Nearly 40 local firefighters and first responders participated Sunday in a mock disaster drill.
Garrett Neese/Daily Mining Gazette
Hubbell and Tamarack City firefighters work to cut open the roof of a school bus during a disaster drill Sunday. About 40 local firefighters and first responders took part in the drill.
It is part of the fifth annual Western U.P. Trauma and Critical Care Conference, which is put on by the University of Michigan Survival Flight Team.
"This is the first time we've had an event like this in the Copper Country," said Brad Uren, a doctor with the Survival Flight Team.
Jon Stone, emergency response specialist with Michigan Technological University Department of Public Safety and Police Services, said Tech tries to host a training event on campus each year. Past crises have included a bomb incident at graduation and a fire at the Hillside Restaurant.
"It was a very good showing, considering it's a Sunday afternoon on a beautiful fall day," he said.

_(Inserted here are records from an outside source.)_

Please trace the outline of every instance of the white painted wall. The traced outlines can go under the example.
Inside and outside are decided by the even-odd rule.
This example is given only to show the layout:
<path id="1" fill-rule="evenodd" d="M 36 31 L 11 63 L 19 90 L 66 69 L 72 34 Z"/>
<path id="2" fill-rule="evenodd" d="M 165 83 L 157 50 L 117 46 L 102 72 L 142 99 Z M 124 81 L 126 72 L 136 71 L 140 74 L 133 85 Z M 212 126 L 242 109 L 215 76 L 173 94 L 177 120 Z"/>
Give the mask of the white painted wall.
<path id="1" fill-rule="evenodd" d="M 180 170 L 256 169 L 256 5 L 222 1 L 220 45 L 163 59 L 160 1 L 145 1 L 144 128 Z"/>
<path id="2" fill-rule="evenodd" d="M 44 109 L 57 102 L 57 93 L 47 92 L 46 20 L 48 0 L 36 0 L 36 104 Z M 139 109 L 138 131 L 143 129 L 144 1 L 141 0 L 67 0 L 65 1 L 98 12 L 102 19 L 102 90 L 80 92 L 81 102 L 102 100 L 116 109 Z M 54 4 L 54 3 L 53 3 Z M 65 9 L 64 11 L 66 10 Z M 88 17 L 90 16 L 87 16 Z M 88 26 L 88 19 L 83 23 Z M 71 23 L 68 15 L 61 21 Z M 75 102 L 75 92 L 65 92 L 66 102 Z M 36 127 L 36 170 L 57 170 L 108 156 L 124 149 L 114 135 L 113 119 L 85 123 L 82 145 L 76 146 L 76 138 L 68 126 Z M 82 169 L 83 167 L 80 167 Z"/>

First, responders took out the front windshield of the bus, which was turned on its side. Responders then ferried out the children, 14 local volunteers, on baseboards. On the grass outside, emergency personnel treated the children in separate areas, depending on the severity of their wounds.
Abbi Stone, 9, still had smears of fake blood and a splattered shirt as she watched the rest of the proceedings. It was the second accident demonstration she had done, and the first with make-up.
"It was kind of fun, but then kind of ... I don't know how to put it," she said, looking for help to some fellow re-enactors, who did not provide it.
The simulation concluded with firefighters cutting into the top of the bus. For better or worse, it was a tricky proposition, requiring cutting through two layers.
It was good training to have, Tommy Crouch of the Hubbell Fire Department said afterward.
"Every incident's never the same as the last," he said. "And there's things you learn to prepare for, too. ... Too much training isn't enough training."